Synapse-like memristor-based electronic device detects brain spikes in real time

Could lead to future autonomous, fully implantable neuroprosthetic devices
September 30, 2016

Memristor chip (credit: University of Southampton)

A bio-inspired electronic device called a memristor could allow for real-time processing of neuronal signals (spiking events), new research led by the University of Southampton has demonstrated.

The research could lead to using multi-electrode array implants for detecting spikes in the brain’s electrical signals from more than 1,000 recording channels to help treat neurological conditions, without requiring expensive, high-bandwidth, bulky systems for processing data. The research could lead to future autonomous, fully implantable neuroprosthetic devices.

Schematic illustration of a solid-state titanium-oxide memristive device and atomic force microscopic (AFM) image a portion of a 32 × 32 crossbar array of memristors (credit: Isha Gupta/Nature Communications)

A memristors is an electronic component that limits or regulates the flow of electrical current in a circuit, can remember the amount of charge that was flowing through it, and retain that data, even when the power is turned off. The researchers used an array of memristors.

The research team designed a new nanoscale device they called a “memristive integrating sensor” (MIS) based on a memristors and associated electronic circuits for detecting spikes.*

Acting like synapses in the brain, the MIS was able to encode and compress (up to 200 times) neuronal spiking activity recorded by multi-electrode arrays.
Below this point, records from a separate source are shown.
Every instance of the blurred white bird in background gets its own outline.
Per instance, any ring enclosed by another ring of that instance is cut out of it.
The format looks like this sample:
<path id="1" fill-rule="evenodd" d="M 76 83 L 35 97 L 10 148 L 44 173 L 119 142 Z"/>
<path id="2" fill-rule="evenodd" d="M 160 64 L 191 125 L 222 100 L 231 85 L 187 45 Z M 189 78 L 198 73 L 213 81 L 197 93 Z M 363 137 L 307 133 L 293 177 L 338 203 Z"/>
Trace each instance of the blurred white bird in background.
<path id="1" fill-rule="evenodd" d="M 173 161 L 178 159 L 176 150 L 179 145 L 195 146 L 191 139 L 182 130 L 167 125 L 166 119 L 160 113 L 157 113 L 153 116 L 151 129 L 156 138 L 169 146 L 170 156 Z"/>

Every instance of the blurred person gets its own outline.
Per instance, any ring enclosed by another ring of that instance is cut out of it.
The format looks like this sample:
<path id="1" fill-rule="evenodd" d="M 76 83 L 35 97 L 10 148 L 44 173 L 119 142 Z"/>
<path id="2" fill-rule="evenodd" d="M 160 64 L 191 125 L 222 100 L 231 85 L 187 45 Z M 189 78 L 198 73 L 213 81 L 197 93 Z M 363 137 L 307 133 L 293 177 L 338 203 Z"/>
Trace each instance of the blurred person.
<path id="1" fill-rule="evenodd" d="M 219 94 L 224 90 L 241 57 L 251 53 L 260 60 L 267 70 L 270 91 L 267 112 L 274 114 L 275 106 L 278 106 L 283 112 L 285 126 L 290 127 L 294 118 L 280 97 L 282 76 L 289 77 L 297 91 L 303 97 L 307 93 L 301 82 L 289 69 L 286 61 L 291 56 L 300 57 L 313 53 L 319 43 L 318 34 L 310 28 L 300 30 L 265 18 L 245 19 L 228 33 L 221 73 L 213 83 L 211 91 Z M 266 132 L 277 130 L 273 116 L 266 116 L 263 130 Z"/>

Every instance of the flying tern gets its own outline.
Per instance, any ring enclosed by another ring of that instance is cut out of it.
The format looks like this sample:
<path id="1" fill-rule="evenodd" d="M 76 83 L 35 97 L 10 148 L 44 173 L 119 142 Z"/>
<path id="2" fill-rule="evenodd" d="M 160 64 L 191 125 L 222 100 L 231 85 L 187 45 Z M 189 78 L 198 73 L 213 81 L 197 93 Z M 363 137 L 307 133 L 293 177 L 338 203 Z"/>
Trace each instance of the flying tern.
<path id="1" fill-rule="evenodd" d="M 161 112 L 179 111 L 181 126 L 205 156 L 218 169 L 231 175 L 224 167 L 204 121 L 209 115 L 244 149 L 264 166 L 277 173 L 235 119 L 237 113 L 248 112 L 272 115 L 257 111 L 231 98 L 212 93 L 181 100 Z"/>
Besides addressing the bandwidth constraints, this approach was also very power-efficient; the power needed per recording channel was up to 100 times less when compared to current best practice.

The research was published in the open-access journal Nature Communications.
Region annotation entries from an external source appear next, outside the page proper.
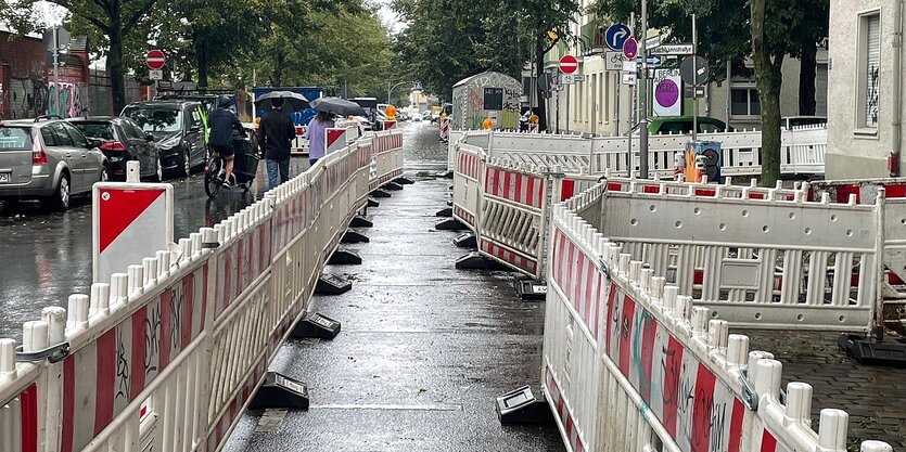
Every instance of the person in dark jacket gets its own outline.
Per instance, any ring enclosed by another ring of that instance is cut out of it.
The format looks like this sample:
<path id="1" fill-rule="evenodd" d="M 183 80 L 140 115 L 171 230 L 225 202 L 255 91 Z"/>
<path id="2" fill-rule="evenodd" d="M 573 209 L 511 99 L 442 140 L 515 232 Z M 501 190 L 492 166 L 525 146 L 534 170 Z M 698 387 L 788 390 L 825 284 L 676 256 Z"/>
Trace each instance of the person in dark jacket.
<path id="1" fill-rule="evenodd" d="M 230 178 L 233 173 L 233 140 L 237 135 L 244 137 L 245 130 L 242 129 L 242 122 L 235 113 L 230 111 L 232 101 L 230 98 L 220 98 L 217 109 L 210 112 L 207 117 L 207 124 L 210 125 L 210 135 L 207 144 L 213 152 L 216 152 L 224 158 L 224 184 L 230 185 Z"/>
<path id="2" fill-rule="evenodd" d="M 258 126 L 258 144 L 267 164 L 268 190 L 290 180 L 290 146 L 296 137 L 293 121 L 282 111 L 283 100 L 272 99 L 270 105 L 271 111 L 265 114 Z"/>

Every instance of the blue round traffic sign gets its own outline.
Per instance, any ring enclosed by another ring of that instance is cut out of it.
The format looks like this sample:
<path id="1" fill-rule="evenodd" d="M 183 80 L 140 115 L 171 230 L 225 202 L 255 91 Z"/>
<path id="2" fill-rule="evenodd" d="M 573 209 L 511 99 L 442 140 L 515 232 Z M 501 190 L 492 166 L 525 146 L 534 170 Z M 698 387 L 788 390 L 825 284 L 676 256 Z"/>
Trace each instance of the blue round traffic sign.
<path id="1" fill-rule="evenodd" d="M 623 56 L 626 56 L 626 60 L 633 60 L 639 53 L 639 43 L 636 42 L 636 38 L 629 37 L 626 39 L 626 42 L 623 42 Z"/>
<path id="2" fill-rule="evenodd" d="M 611 50 L 623 50 L 623 43 L 626 42 L 629 37 L 633 36 L 633 31 L 629 27 L 623 24 L 613 24 L 608 27 L 608 30 L 604 33 L 604 41 L 607 41 L 608 47 Z"/>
The Prodromakis Group at the University of Southampton collaborated among others with Leon Chua (a Diamond Jubilee Visiting Academic at the University of Southampton), who theoretically predicted the existence of memristors in 1971.

This interdisciplinary work was supported by an FP7 project (the European Union’s Research and Innovation funding) and brought together engineers from the Nanoelectronics and Nanotechnology Group at the University of Southampton with biologists from the University of Padova and the Max Planck Institute, Germany, using the state-of-art facilities of the Southampton Nanofabrication Centre.
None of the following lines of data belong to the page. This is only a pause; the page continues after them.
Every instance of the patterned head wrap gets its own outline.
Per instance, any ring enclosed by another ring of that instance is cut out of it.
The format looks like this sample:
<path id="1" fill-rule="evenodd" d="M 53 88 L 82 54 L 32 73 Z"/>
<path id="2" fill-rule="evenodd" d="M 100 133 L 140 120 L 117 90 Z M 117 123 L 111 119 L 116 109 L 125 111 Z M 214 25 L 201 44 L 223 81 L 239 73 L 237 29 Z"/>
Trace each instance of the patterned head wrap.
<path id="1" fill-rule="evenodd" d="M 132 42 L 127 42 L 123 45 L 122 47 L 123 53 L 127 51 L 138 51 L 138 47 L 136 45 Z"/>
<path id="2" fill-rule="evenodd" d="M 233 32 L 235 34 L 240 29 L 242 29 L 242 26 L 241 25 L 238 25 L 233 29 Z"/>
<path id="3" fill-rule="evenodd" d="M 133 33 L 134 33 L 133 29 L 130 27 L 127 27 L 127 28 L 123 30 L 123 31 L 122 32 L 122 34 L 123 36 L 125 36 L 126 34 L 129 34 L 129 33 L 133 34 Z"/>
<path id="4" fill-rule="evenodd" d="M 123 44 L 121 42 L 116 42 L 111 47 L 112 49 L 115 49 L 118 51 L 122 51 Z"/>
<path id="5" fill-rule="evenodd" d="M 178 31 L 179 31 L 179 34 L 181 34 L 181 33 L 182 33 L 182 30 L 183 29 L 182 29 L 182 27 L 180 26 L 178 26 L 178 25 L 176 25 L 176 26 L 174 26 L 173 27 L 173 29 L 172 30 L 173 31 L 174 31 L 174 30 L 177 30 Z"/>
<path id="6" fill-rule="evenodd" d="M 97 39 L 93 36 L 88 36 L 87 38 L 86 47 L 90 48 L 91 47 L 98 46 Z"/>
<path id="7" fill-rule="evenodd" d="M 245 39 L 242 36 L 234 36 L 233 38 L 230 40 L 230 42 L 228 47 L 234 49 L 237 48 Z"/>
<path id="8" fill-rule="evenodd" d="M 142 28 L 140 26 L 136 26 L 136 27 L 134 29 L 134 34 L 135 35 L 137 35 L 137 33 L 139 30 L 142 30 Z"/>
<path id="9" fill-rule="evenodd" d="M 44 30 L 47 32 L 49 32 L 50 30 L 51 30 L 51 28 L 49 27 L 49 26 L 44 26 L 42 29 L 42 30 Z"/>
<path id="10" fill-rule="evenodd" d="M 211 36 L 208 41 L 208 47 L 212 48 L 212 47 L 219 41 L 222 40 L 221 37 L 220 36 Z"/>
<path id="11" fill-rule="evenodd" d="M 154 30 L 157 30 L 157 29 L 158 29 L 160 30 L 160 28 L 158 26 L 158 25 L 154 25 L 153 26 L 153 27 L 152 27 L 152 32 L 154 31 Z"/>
* The paper explains that signals from an array of neural electrodes are fed into the MIS system as a series of voltage-time samples. “The MIS begins by pre-amplifying the incoming signal to voltage levels suitable for operating the memristor sitting at the core of the MIS and then proceeding to apply the pre-amplified signals to the memristor in real-time. The memristor’s resistive state is assessed periodically and when a significant change in comparison to the previous state is detected, the system registers a spiking event.”

Abstract of Real-time encoding and compression of neuronal spikes by metal-oxide memristors

Advanced brain-chip interfaces with numerous recording sites bear great potential for investigation of neuroprosthetic applications. The bottleneck towards achieving an efficient bio-electronic link is the real-time processing of neuronal signals, which imposes excessive requirements on bandwidth, energy and computation capacity. Here we present a unique concept where the intrinsic properties of memristive devices are exploited to compress information on neural spikes in real-time. We demonstrate that the inherent voltage thresholds of metal-oxide memristors can be used for discriminating recorded spiking events from background activity and without resorting to computationally heavy off-line processing. We prove that information on spike amplitude and frequency can be transduced and stored in single devices as non-volatile resistive state transitions. Finally, we show that a memristive device array allows for efficient data compression of signals recorded by a multi-electrode array, demonstrating the technology’s potential for building scalable, yet energy-efficient on-node processors for brain-chip interfaces.